Comment ai-je réussi à m’extraire de ce bourbier brûlant ? Je l’ignore. L’ombre m’a accueilli comme une bonne amie, apaisant les morsures du soleil. En m’éloignant, la température aussi a baissé. J’ai retrouvé les trente-huit annoncés, le souffle réconfortant du vent.

Il a fallu y retourner aussi. De nuit, comme les autres, acceptant enfin mon sort. Plus question de braver la place désormais. J’en ai parlé à mes collègues ce matin, mais aucun n’a vraiment compris.

­– Méfie-toi, parait que le goudron, quand ça fond, c’est toxique, m’a-t-on avertis alors.

J’ai haussé les épaules, avant de reprendre ma place à la fenêtre.

Aujourd’hui, personne. La place ressemble à un champ de bataille dévasté. Il n’y a plus de traces de mes pas, aussitôt avalées par le sol. Les pavés s’entassent par endroit, comme déplacés pour faire plus d’espace. Toute une portion de la place a été mise à nue, dévoilant ses courbes maladives, les renfoncements et les bosses. Comme autant de plaies encore suintantes de goudron et de bitume, elles s’étalent et se distendent sous l’effet de la chaleur.

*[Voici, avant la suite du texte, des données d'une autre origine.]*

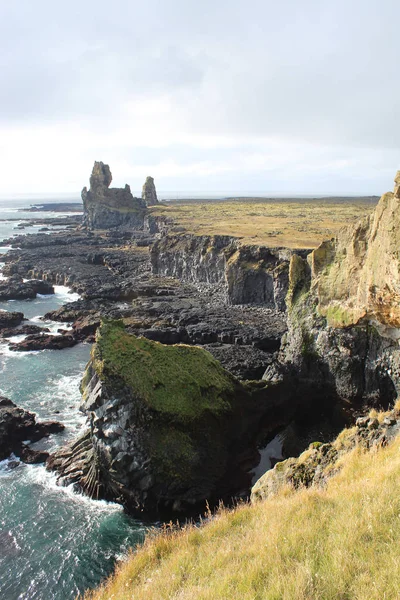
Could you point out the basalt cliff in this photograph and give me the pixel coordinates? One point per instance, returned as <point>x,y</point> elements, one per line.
<point>317,331</point>
<point>106,208</point>
<point>343,309</point>
<point>169,428</point>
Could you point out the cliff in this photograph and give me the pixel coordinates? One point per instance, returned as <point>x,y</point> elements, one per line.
<point>335,541</point>
<point>343,309</point>
<point>106,207</point>
<point>247,274</point>
<point>169,428</point>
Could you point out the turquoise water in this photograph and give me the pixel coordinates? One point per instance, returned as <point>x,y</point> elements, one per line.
<point>54,543</point>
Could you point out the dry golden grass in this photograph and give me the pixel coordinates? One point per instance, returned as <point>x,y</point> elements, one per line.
<point>294,224</point>
<point>341,543</point>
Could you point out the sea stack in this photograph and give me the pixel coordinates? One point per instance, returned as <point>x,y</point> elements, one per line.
<point>149,194</point>
<point>105,207</point>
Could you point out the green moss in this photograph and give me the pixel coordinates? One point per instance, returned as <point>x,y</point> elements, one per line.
<point>315,445</point>
<point>337,316</point>
<point>183,381</point>
<point>173,453</point>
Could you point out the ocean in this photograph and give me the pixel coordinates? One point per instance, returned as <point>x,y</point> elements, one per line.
<point>54,543</point>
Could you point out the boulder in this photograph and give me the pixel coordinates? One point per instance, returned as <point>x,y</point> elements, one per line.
<point>106,207</point>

Même d’ici, dans ma fraicheur de machine, j’ai l’impression de les voir bouger, de revivre les mirages de chaleur de la veille. On dirait quelque chose d’organique, un magma encore informe qui prend de plus en plus d’ampleur, de plus en plus forme. Est-ce pour ça que les gens ont disparu ? Je ne vois plus personne la traverser. Même nous, on nous a ouvert les accès de secours depuis hier, qui donnent sur des artères parallèles. Tous l’évitent, mais personne ne peut retenir un regard, un mot ou une inquiétude pour ce paysage si étrange qui se forme sous nos yeux.

– N’empêche, je ne pensais pas que la chaleur pouvait faire des œufs de poule pareil… grommèle un collègue en s’éloignant de la fenêtre.

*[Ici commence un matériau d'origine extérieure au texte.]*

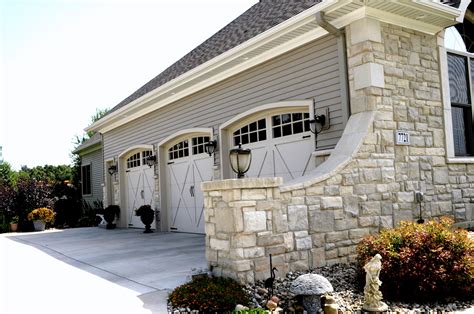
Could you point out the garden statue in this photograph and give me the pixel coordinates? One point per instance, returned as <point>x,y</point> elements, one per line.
<point>372,295</point>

Œuf de poule. L’expression résonne dans ma tête et me laisse un arrière-goût amer. Comme un malaise qui fait son chemin dans mon esprit, je ne peux m’empêcher de me la répéter, encore, et encore. Les pleins et les déliés de la place me narguent, tandis que les mots me laissent mal à l’aise. Et si… ? Bien sûr que non. Je secoue la tête, riant de ma propre bêtise. Mais même mon rire sonne faux. En bas, j’ai l’impression que les bosses ont encore grossi. Qu’elles s’épaississent à vue d’œil. Ça palpite, ça s’agite.

Et l’idée tourne et retourne dans ma tête.

Je descends encore une fois l’escalier, pour observer au plus près, tout en restant dans la fraicheur du bâtiment. A travers la porte vitrée de l’entrée, cela ne fait plus aucun doute. Le bitume se fissure. Des failles se creusent tandis que tout bouge. Ca vibre dans l’air, jusque dans mes pieds, jusque dans mon squelette.

Ca va éclore !

L’idée est absurde mais je la sais vraie. La Terre accouche d’une nouvelle espèce, hybride né de Mère Nature et d’un père façonné par les hommes.

Déjà les fissures s’écartent, des morceaux tombent avec fracas encore retenus par des filaments de bitume fondant. Née de la chaleur, elles se déploient, irradiant de tout leur être. Du goudron et de plumes, de bitume et de chaleur, elles déploient leurs ailes diaphanes encore engluées.